Oliver Uschmann kann am Ball vermutlich nicht halb so viel wie Diego Maradonas kleine, dicke Schwester, aber eines kann er sensationell und unnachahmlich: gnadenlos übertreiben. Wahlloses Beispiel aus „Überleben beim Fußball“? Gern (mit tröstendem Gruß an A. W, der sich als tapferer Fan eines kümmerlich runtergerockten Erstliga-Dinos vermutlich noch erinnert:)
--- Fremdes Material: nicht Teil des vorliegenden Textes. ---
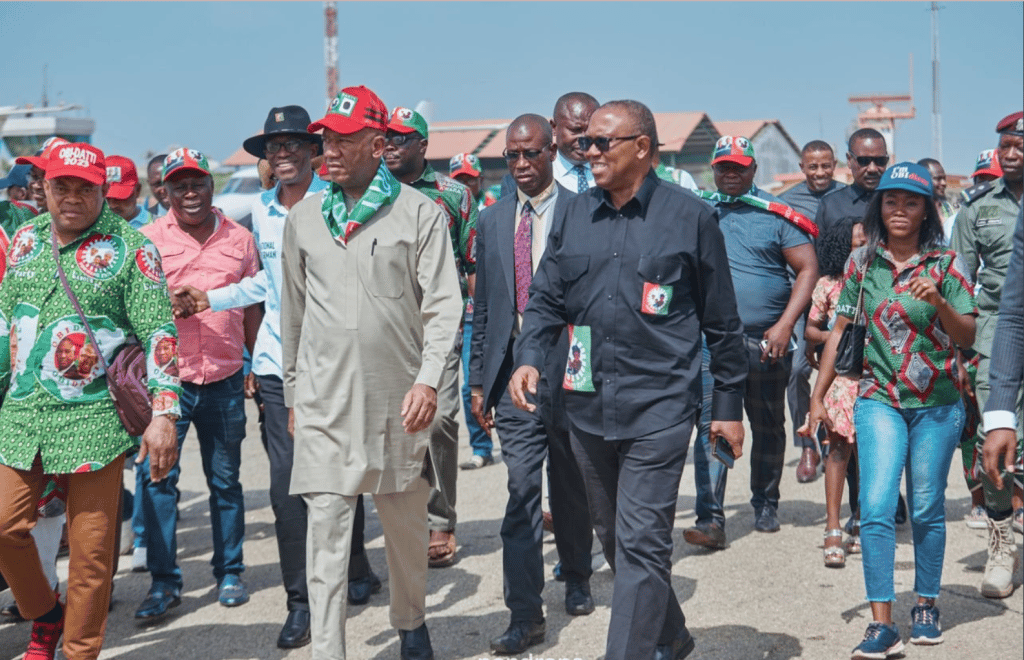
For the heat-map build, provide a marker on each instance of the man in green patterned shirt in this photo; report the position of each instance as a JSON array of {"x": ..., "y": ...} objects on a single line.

„Bernd Hollerbach (…) war sogar zu heftig, um Nationalspieler zu werden, schließlich wollte man nicht zulassen, dass ein Deutscher bei einer Weltmeisterschaft ein paar Jahrzehnte nach Kriegsende wieder auf freiem Feld fremde Völker dezimiert. Während Jürgen Kohler so gut war, schon vor dem Stürmer an Ort und Stelle zu sein, musste Bernd Hollerbach häufig erst noch hin. Der Stürmer war also schon vorbei, und „Holler“ verfolgte ihn, die nächste Blutgrätsche im Sinn. Was dann passierte, war oft von solcher Grausamkeit, dass die Sportschau aus heiterem Himmel Testbilder einspielte. Zahllose Partien des Hamburger SV wurden damals von vornherein erst ab 18 freigegeben. Am Eingang ins Stadion gab es Passkontrollen und psychologische Prüfungen auf die seelische Belastbarkeit der Zuschauer. Bernd Hollerbach war auf dem Rasen die Kanaonen von Navarone, der Wirbelsturm Kyrill, der Napalmregen am Morgen. Und er hatte kein schlechtes Gewissen.“
So geht das nur. Na gut, nicht nur. Es gibt auch ruhigere Passagen, sogar zeilenlang. Drum bin ich jetzt a) dankbar, dass man mir als altem Fußballirren das „Überleben“ einfach geschenkt hat b) genervt, weil ich jetzt alles von Uschmann lesen muss, er (höchstens 14 Jahre alt) schon 246 Bücher veröffentlicht hat, ich also nicht mehr arbeiten kann, weil ich ja lesen muss, und nächsten Winter in einem Pappkarton nahe des Buchholzer Bahnhofes als sehr magere Tiefkühlpizza mit Bart von einem Dutzend Ratten gefressen werde. Aber immerhin: als grinsende Pizza.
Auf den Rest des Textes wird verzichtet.